Interesting study – see the original document (quick read, 8 pages, simple-to-understand, good graphics) at:
In 2001, the Congressional Budget Office forecast that the nation’s publicly-held debt would be eliminated by 2006, and a surplus of $2.3 trillion would have accumulated by now. Instead, the federal government is now carrying a public debt of more than $10 trillion.
(The gross national debt is more than $14 trillion. It also includes money the government owes itself, mainly because Congress has been raiding the Social Security trust fund for years. Talk about gross.)
How did things go so bad? Some Obama critics would have you believe the nation’s finances headed south with the spending spree that the president kicked off with the $800 billion stimulus package in February 2009. Not so, according to a new report from the nonpartisan Pew Fiscal Analysis Initiative.

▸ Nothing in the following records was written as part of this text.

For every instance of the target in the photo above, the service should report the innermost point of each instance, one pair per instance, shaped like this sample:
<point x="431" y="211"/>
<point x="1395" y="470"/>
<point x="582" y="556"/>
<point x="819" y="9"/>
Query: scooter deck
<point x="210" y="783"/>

Pew says legislation passed over the past decade explains about two-thirds of the accumulation of debt, and the stimulus accounts for just 6 percent of that total. The 2001-03 Bush tax cuts were a bigger factor, explaining 13 percent of the run-up in red ink; spending on the wars in Iraq and Afghanistan makes up 10 percent.
The factors are broken down further on pages 4-5 in the report. Interestingly, Medicare Part D — the new, unfunded entitlement for prescription drugs — is responsible for just 2 percent of the added debt.